The death of the 300th British soldier in Afghanistan this week marks yet another milestone in a bloody pointless war that has killed thousands of Afghan civilians.
David Cameron’s response was to say, “We are paying a high price for keeping our country safe, for making our world a safer place.”
But who is paying the price, and to what end?
Despite talk of austerity at home, the government has continued to plough billions of pounds into a war which 64 percent of the population now think is “unwinnable”.
Recently released official figures say that the wars in Iraq and Afghanistan have cost Britain £20 billion since 2001. This is almost certainly a gross underestimate. Last year alone the fighting cost £4.7 billion.
And the presence of foreign troops serves only to deepen the crisis and destabilise Afghanistan.
Last Friday former British counter-terrorism chief Richard Barrett said: “Foreign troops push into areas where they haven’t been before and if the Taliban are there they will start fighting. Then it’s not calm. It’s not calm because foreign forces have pushed in.”
And according to the United Nations, over the first quarter of 2010, Afghanistan has become a far more dangerous place for Western troops and Afghan civilians alike.
The report describes an “alarming” 94 percent increase in bomb attacks between January and April compared to the same period a year earlier.
Cameron is increasingly desperate to shore up support for the war.
In a visit to troops in Afghanistan he crudely tried to draw links between the troops and the England football team—implying that both are fighting the same good fight.
He has called for the entire country to be decked out with flags on Armed Forces Day this Saturday.
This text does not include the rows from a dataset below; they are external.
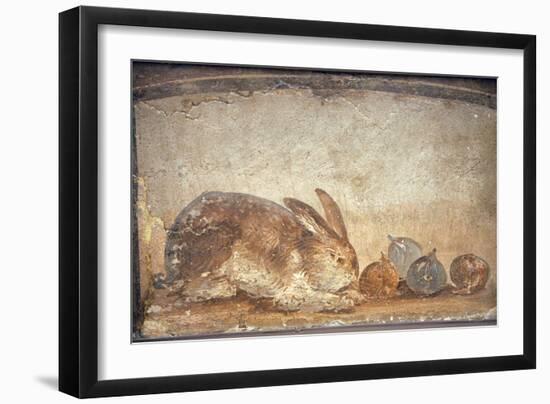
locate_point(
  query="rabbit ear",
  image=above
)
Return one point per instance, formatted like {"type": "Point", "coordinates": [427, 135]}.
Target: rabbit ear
{"type": "Point", "coordinates": [309, 217]}
{"type": "Point", "coordinates": [332, 213]}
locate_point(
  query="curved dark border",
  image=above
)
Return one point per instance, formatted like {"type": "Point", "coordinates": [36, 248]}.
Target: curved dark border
{"type": "Point", "coordinates": [78, 203]}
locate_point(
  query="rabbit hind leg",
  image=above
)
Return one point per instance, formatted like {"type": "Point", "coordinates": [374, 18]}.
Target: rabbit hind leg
{"type": "Point", "coordinates": [300, 296]}
{"type": "Point", "coordinates": [208, 286]}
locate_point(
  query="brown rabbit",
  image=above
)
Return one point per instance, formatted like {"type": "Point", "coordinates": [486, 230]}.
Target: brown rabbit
{"type": "Point", "coordinates": [224, 242]}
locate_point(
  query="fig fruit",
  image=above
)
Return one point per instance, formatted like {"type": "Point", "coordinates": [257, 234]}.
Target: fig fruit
{"type": "Point", "coordinates": [426, 275]}
{"type": "Point", "coordinates": [469, 273]}
{"type": "Point", "coordinates": [379, 279]}
{"type": "Point", "coordinates": [403, 251]}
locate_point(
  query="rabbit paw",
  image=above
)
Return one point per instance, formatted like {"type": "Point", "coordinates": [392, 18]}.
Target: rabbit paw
{"type": "Point", "coordinates": [355, 295]}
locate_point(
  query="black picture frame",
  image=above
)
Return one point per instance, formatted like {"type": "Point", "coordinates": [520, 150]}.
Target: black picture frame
{"type": "Point", "coordinates": [78, 201]}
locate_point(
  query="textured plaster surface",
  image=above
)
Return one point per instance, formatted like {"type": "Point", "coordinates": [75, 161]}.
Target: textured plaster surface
{"type": "Point", "coordinates": [396, 163]}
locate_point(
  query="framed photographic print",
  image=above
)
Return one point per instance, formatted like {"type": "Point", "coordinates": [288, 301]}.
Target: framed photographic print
{"type": "Point", "coordinates": [231, 188]}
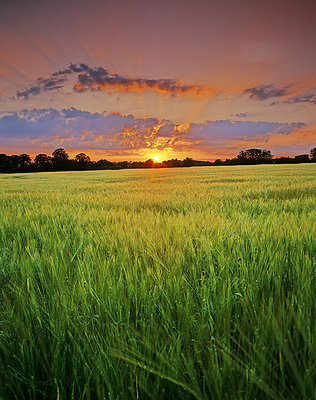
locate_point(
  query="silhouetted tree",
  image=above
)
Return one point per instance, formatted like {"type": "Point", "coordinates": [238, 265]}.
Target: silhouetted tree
{"type": "Point", "coordinates": [24, 162]}
{"type": "Point", "coordinates": [43, 162]}
{"type": "Point", "coordinates": [188, 162]}
{"type": "Point", "coordinates": [253, 156]}
{"type": "Point", "coordinates": [5, 165]}
{"type": "Point", "coordinates": [148, 163]}
{"type": "Point", "coordinates": [60, 159]}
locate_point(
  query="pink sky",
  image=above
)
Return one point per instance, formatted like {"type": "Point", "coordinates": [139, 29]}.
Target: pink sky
{"type": "Point", "coordinates": [184, 78]}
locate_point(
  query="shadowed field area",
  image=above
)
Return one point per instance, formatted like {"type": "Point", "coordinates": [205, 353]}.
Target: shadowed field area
{"type": "Point", "coordinates": [184, 283]}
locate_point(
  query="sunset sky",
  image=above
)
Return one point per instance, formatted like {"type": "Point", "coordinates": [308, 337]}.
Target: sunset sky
{"type": "Point", "coordinates": [127, 80]}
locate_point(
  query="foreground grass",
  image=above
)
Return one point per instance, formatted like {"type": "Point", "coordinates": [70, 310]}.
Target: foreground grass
{"type": "Point", "coordinates": [158, 284]}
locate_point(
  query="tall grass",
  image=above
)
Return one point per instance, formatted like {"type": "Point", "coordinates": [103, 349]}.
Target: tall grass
{"type": "Point", "coordinates": [158, 284]}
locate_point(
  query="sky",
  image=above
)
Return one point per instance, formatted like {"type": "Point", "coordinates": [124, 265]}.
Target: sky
{"type": "Point", "coordinates": [129, 80]}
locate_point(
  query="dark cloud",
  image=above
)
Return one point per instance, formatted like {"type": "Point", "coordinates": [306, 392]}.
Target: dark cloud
{"type": "Point", "coordinates": [73, 68]}
{"type": "Point", "coordinates": [101, 79]}
{"type": "Point", "coordinates": [240, 115]}
{"type": "Point", "coordinates": [265, 92]}
{"type": "Point", "coordinates": [77, 129]}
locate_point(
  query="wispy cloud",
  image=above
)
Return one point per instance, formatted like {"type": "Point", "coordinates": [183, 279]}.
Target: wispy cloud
{"type": "Point", "coordinates": [307, 98]}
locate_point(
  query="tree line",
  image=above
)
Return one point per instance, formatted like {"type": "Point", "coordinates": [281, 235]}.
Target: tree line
{"type": "Point", "coordinates": [60, 161]}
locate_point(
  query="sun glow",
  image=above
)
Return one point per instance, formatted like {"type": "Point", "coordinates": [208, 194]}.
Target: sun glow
{"type": "Point", "coordinates": [156, 158]}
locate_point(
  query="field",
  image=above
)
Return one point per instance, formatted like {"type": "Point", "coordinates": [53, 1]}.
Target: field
{"type": "Point", "coordinates": [192, 283]}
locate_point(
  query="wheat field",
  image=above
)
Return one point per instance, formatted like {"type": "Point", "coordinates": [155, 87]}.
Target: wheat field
{"type": "Point", "coordinates": [183, 283]}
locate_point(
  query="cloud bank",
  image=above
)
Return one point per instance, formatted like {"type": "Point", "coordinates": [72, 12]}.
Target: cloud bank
{"type": "Point", "coordinates": [99, 78]}
{"type": "Point", "coordinates": [39, 129]}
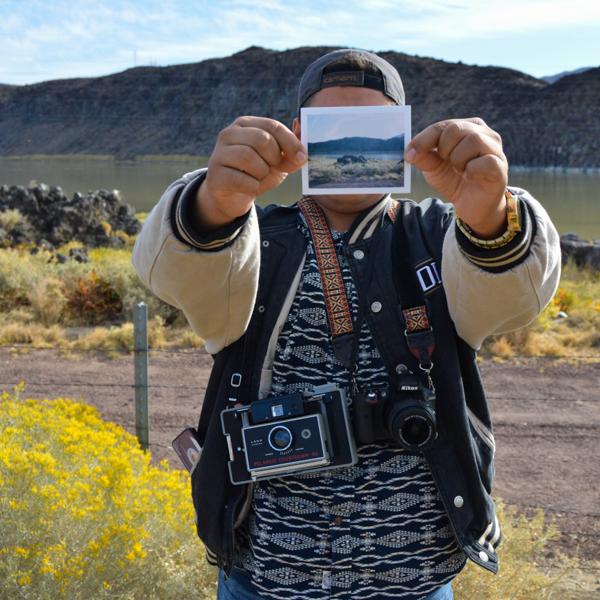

Yet almost no one believes that the war is making anyone safer—either in Britain or Afghanistan.
In Britain civil liberties have been compromised and the Muslim population victimised as “terrorists” by their own government.
In Afghanistan, the real victims are the Afghan people.
Their homes have been subject to dawn raids, their towns and villages the target for violent troop surges—and their lives turned upside down.
The only solution is to bring the troops home now.